Center for Biological Physics, Department of Physics, Arizona State University, Tempe, Arizona.
Department of Mathematics, University of Tennessee, Knoxville, Tennessee.
Biophys J. 2021 May 4;120(9):1665-1679. doi: 10.1016/j.bpj.2021.02.045. Epub 2021 Mar 9.
The time spent by a single RNA polymerase (RNAP) at specific locations along the DNA, termed "residence time," reports on the initiation, elongation, and termination stages of transcription. At the single-molecule level, this information can be obtained from dual ultrastable optical trapping experiments, revealing a transcriptional elongation of RNAP interspersed with residence times of variable duration. Successfully discriminating between long and short residence times was used by previous approaches to learn about RNAP's transcription elongation dynamics. Here, we propose an approach based on the Bayesian sticky hidden Markov model that treats all residence times for an Escherichia coli RNAP on an equal footing without a priori discriminating between long and short residence times. Furthermore, our method has two additional advantages: we provide full distributions around key point statistics and directly treat the sequence dependence of RNAP's elongation rate. By applying our approach to experimental data, we find assigned relative probabilities on long versus short residence times, force-dependent average residence time transcription elongation dynamics, ∼10% drop in the average backtracking durations in the presence of GreB, and ∼20% drop in the average residence time as a function of applied force in the presence of RNaseA.

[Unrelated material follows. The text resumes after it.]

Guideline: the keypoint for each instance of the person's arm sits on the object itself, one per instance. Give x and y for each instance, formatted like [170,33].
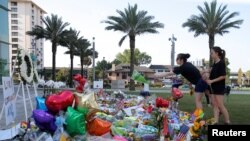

单个 RNA 聚合酶 (RNAP) 在 DNA 上特定位置的停留时间,称为“停留时间”,报告了转录的起始、延伸和终止阶段。在单分子水平上,该信息可以通过双超稳定光学捕获实验获得,揭示了 RNAP 的转录延伸穿插着不同持续时间的停留时间。以前的方法成功地区分了长停留时间和短停留时间,从而了解了 RNAP 的转录延伸动力学。在这里,我们提出了一种基于贝叶斯粘性隐马尔可夫模型的方法,该方法平等对待所有的 RNAP 停留时间,而无需先验地区分长停留时间和短停留时间。此外,我们的方法还有两个额外的优势:我们提供了关键统计数据周围的完整分布,并直接处理 RNAP 延伸率的序列依赖性。通过将我们的方法应用于实验数据,我们发现了长停留时间与短停留时间的相对概率分配、力依赖性的平均停留时间转录延伸动力学、在 GreB 存在下平均回溯持续时间下降约 10%、以及在 RNaseA 存在下平均停留时间下降约 20%。